[Page 744]

273. Defense Intelligence Notice Prepared in the Defense Intelligence Agency1

DIADIN 529–75

IRAN–IRAQ

An Accord To End Outstanding Disagreements Has Been Concluded.

The Shah and Iraqi Vice President Saddam Husayn al-Tikriti reportedly met twice during the OPEC Summit Conference in Algiers2 for frank, lengthy talks concerning the relations between their countries. These talks, following mediation efforts by Egypt and Jordan, were arranged by Algerian President Houari Boumediene and were conducted in his presence. The resulting joint communiqué issued yesterday represents significant concessions by both parties and indicates agreement on a definitive demarcation of the land frontier southward from the junction with Turkey; definition of the common border in the Shatt al-Arab River on the basis of the channel median line or thalweg; reestablishment of security along the border; and a commitment to “maintain strict and effective control over their joint borders in order to put a final end to all acts of subversion wherever they may come from.”
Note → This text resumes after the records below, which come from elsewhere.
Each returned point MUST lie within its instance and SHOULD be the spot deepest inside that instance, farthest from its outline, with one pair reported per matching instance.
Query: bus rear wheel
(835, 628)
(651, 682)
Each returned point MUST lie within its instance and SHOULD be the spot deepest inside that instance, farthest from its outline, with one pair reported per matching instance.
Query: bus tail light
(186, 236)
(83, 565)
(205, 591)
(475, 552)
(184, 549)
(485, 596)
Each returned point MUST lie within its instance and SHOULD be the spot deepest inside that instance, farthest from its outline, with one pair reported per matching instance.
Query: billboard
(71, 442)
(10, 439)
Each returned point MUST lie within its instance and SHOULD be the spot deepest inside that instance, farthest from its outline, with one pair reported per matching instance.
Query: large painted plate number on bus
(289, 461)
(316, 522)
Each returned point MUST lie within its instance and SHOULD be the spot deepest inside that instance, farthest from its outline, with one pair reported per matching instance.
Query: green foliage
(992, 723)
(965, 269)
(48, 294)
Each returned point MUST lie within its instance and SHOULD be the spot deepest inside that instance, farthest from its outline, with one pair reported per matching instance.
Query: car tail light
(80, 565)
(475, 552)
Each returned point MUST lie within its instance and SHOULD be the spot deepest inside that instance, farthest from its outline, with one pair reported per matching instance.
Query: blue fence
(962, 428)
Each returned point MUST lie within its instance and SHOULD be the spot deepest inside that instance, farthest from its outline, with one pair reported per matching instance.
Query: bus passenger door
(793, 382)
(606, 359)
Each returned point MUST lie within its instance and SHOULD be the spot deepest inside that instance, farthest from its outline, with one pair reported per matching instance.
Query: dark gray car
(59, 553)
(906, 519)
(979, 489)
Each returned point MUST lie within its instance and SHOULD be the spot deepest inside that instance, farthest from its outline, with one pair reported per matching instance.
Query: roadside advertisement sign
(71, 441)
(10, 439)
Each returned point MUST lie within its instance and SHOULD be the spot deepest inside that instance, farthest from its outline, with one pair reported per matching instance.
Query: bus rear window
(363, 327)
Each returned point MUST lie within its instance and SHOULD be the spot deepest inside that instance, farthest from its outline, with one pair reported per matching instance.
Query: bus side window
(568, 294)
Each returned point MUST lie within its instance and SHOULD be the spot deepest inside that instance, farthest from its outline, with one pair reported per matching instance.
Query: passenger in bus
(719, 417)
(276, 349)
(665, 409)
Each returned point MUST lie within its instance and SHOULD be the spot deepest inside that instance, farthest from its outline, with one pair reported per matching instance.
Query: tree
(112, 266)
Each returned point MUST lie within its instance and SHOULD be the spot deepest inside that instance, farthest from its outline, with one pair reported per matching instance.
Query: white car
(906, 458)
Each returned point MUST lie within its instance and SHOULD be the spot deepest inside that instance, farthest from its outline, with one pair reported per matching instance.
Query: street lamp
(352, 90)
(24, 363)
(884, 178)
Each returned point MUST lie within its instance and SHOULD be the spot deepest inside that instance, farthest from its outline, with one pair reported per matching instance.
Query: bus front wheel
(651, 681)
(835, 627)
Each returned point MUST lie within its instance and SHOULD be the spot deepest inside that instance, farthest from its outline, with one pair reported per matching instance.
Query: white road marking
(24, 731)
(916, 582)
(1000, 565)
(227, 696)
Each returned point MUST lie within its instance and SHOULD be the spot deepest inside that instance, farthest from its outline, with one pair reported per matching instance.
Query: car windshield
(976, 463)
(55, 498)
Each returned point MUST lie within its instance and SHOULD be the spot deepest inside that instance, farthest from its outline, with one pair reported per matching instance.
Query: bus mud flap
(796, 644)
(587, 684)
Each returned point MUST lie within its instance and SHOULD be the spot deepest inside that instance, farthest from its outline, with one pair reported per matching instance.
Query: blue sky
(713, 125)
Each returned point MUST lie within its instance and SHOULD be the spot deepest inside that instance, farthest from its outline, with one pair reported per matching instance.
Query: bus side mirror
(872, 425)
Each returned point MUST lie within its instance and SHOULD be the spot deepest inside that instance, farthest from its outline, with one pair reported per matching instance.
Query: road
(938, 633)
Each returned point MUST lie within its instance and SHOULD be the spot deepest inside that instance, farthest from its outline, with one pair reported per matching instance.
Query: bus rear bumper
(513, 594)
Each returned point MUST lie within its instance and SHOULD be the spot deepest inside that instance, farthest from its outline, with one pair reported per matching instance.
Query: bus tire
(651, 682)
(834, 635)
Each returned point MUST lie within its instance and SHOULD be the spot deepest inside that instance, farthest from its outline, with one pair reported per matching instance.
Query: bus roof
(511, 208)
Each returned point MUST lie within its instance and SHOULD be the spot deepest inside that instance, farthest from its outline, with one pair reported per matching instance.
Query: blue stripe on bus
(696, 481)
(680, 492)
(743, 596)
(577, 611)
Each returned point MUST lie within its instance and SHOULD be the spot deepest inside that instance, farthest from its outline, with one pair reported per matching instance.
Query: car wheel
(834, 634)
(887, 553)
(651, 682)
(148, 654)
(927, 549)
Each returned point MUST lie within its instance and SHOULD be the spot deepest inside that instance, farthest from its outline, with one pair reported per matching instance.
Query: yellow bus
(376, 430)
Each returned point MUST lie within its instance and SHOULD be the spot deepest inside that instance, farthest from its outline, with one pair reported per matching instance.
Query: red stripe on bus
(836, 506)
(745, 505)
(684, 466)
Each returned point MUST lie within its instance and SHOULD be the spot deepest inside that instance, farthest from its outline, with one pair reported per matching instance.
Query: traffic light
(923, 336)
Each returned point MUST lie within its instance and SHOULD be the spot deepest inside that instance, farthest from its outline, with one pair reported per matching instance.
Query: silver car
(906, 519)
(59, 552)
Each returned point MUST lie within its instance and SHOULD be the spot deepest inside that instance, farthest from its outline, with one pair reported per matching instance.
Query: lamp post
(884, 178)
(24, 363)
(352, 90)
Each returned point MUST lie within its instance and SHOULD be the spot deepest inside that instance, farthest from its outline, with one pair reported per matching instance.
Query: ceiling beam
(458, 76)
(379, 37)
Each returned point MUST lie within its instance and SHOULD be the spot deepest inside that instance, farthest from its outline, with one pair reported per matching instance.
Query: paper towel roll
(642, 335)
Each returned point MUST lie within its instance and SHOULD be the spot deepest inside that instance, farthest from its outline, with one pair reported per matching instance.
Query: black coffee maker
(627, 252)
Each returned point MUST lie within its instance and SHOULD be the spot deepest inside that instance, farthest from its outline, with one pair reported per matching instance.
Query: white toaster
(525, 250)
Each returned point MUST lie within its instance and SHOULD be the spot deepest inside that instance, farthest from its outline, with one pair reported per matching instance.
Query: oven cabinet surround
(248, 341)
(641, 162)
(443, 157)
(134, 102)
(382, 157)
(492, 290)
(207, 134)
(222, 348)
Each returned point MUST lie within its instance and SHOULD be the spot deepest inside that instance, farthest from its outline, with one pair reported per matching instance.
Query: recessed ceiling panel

The Foreign Ministers of Iran and Iraq are scheduled to meet with Algerian Foreign Minister Bouteflika on 15 March in Tehran to make arrangements for a mixed committee to work on implementing the terms of the accord. Algerian representatives will be invited to attend committee meetings and the Algerian President will be called upon to provide “fraternal assistance” as necessary. To underscore their sincerity, the Shah and Saddam Husayn agreed to exchange official visits in the future.

The agreement represents a dramatic first step toward the normalization of relations, but implementation could be a long drawn out and acrimonious process. It is likely that both parties will warily watch for any indications of duplicity and will not hesitate to break off the committee’s work if such behavior is perceived.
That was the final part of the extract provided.